I finally found one DVD featuring the strange animated art of Karel Zeman at a small hole in the wall establishment connected to Kino Světozor, the art film theatre. An intelligent Czech girl named Lucie, helped me navigate around the riches of Czech Cinema, giving me more than a couple worthy opinions, and restoring my faith in the small specialist store of over mega monsters. (But still no Jana Vebrová.)
Finally I went to see a puppet show over at Říše Loutek, which is also the National Marionette Theatre where they show the classic Czech puppet version of Mozart’s Don Giovanni every week. (There is another inferior Balkan version in town, watch out!) The title of the children’s show was Kašpárek in Hell. For me that’s a promising title. And it was enjoyable. But alas Kašpárek as seen better days. He was now just a little rascally hero. Not the sarcastic truth telling fool of the past. Nevertheless the devils in the piece were worth a watch. And who better to start my Czech puppet shows with than with Kašpárek, the quintessential Czech figure.

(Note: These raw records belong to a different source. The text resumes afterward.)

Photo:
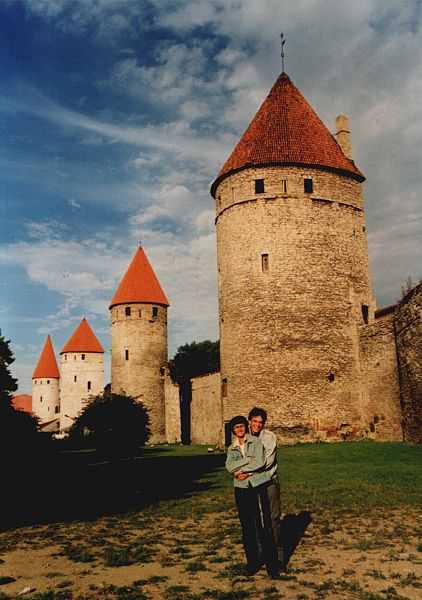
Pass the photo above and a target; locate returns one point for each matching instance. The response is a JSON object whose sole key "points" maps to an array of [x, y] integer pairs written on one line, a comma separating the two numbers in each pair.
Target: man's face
{"points": [[256, 425], [239, 430]]}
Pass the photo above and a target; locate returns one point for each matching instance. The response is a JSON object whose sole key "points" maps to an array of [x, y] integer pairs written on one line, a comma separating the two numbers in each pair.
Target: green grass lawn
{"points": [[352, 475]]}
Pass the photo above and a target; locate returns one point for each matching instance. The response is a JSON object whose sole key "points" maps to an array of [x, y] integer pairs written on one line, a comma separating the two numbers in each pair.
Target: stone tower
{"points": [[82, 370], [293, 271], [139, 340], [46, 385]]}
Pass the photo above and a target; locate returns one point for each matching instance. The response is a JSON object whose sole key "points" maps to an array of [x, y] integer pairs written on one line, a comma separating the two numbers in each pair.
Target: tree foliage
{"points": [[8, 384], [18, 430], [115, 423], [196, 358]]}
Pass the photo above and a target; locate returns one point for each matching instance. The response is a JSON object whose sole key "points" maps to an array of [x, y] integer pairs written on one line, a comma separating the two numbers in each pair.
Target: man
{"points": [[257, 419]]}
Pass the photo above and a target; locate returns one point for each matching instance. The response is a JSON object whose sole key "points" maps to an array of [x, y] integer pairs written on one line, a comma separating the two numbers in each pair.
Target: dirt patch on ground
{"points": [[341, 555]]}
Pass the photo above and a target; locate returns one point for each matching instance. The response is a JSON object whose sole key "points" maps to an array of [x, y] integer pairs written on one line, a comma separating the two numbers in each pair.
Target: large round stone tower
{"points": [[82, 370], [293, 271], [46, 385], [138, 313]]}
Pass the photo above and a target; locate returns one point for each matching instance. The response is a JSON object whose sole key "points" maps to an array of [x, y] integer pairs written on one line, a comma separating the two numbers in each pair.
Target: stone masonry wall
{"points": [[381, 401], [409, 345], [290, 333], [138, 359], [82, 376], [206, 410], [172, 411], [45, 398]]}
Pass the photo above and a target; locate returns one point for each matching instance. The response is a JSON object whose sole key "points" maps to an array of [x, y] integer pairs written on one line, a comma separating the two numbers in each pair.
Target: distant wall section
{"points": [[172, 411], [381, 410], [206, 410]]}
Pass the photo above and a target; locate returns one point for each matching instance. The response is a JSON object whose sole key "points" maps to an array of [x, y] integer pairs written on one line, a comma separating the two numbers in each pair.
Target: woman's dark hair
{"points": [[258, 412], [237, 421]]}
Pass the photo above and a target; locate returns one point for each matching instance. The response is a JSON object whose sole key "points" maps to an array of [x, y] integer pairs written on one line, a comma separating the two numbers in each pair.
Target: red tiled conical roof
{"points": [[47, 364], [83, 339], [139, 284], [287, 131]]}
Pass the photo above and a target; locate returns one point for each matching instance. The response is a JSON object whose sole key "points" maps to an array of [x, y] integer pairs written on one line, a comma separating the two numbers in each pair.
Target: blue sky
{"points": [[115, 116]]}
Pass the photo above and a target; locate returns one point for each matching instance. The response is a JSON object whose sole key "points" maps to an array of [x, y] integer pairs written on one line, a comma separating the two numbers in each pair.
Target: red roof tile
{"points": [[47, 364], [22, 402], [83, 339], [287, 131], [139, 284]]}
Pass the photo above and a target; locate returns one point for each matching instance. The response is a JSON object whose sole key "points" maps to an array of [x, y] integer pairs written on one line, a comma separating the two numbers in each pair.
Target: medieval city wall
{"points": [[172, 411], [206, 410], [289, 334], [381, 408], [46, 398], [409, 348], [82, 377], [139, 357]]}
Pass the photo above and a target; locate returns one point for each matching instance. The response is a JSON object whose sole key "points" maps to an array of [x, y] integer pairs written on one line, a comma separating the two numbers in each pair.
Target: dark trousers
{"points": [[253, 506]]}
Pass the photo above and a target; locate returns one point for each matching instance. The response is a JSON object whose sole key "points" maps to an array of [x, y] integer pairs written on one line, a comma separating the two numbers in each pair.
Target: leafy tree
{"points": [[115, 423], [195, 359], [191, 360], [8, 384], [18, 430]]}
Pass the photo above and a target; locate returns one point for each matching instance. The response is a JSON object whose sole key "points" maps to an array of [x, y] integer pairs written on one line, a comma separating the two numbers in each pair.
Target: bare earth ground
{"points": [[373, 556]]}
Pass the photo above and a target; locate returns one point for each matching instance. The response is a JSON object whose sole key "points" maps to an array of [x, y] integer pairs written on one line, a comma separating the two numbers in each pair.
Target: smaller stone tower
{"points": [[82, 369], [138, 313], [45, 385]]}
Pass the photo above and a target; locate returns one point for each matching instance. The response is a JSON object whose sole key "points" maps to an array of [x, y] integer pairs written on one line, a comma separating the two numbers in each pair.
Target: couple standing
{"points": [[252, 460]]}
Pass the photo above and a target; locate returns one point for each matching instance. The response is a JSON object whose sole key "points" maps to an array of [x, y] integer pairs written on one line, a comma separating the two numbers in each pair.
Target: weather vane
{"points": [[283, 41]]}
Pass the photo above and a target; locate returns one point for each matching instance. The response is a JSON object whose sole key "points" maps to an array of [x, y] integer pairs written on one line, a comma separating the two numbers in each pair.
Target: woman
{"points": [[246, 462]]}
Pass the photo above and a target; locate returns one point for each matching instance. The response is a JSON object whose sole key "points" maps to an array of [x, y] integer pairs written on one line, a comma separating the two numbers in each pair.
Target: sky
{"points": [[116, 116]]}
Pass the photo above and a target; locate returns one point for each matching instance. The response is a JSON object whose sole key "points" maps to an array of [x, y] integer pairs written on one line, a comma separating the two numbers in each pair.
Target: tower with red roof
{"points": [[138, 313], [82, 372], [294, 285], [46, 385]]}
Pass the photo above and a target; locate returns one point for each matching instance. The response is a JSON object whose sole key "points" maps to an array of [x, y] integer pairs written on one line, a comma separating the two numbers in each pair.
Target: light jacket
{"points": [[253, 462]]}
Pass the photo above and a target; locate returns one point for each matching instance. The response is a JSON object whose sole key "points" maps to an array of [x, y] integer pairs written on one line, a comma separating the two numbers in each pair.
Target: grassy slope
{"points": [[332, 476]]}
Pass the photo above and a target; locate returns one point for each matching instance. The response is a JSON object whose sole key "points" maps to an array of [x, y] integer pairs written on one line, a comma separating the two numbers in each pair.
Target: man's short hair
{"points": [[258, 412], [240, 419]]}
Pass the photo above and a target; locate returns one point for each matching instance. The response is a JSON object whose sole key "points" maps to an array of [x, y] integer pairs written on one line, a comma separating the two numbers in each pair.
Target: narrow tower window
{"points": [[308, 186], [259, 186]]}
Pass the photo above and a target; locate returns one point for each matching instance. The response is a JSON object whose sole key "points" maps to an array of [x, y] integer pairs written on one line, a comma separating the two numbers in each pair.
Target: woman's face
{"points": [[239, 430]]}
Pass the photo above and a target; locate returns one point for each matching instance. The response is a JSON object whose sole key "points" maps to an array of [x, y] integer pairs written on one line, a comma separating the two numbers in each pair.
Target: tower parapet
{"points": [[82, 369], [46, 385], [138, 314]]}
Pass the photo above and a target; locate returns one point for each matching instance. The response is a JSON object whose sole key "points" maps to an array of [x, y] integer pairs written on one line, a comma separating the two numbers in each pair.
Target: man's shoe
{"points": [[251, 570]]}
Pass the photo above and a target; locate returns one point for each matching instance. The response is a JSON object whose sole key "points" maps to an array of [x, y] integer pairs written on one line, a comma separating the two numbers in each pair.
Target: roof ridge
{"points": [[47, 363], [286, 130], [139, 284], [83, 339]]}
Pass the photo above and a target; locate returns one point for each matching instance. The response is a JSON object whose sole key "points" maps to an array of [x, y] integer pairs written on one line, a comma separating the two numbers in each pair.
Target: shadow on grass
{"points": [[292, 529], [83, 485]]}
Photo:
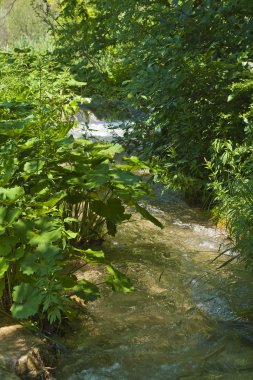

But ironically the real puppetry display was over at the Czech Museum of Music. They had a serious exhibition of mechanical musical instruments and automata. Many of these creations from the last three hundred years were marvels of ingenuity. There were player pianos, barrel and pin band organs and various humanoid puppets and animals… including cousins to the puppets that Švankmajer used in the opening scenes of Rakvickarna (Punch and Judy or The Coffin factory). Engrossing.
More and more I was seeing Prague through the tourists. I didn’t mind them anymore. Let ’em wander. Maybe some of them will actually begin to see the statues on the Charles Bridge or be tempted to stroll off down a forgotten corner or a twisting alley, and there are more corners here than there are tourists. I felt at home in this haunted city.
Oh yeah… I almost forgot. After going to one CD store after another, no one had the Jana Vebrová album. Finally I saw one more place off the tram out of way. I found it again later. I looked through the racks and didn’t see it. Finally I asked. There was a pause… Yes! They had it. What can I say… A moment of victory and worth the effort to find.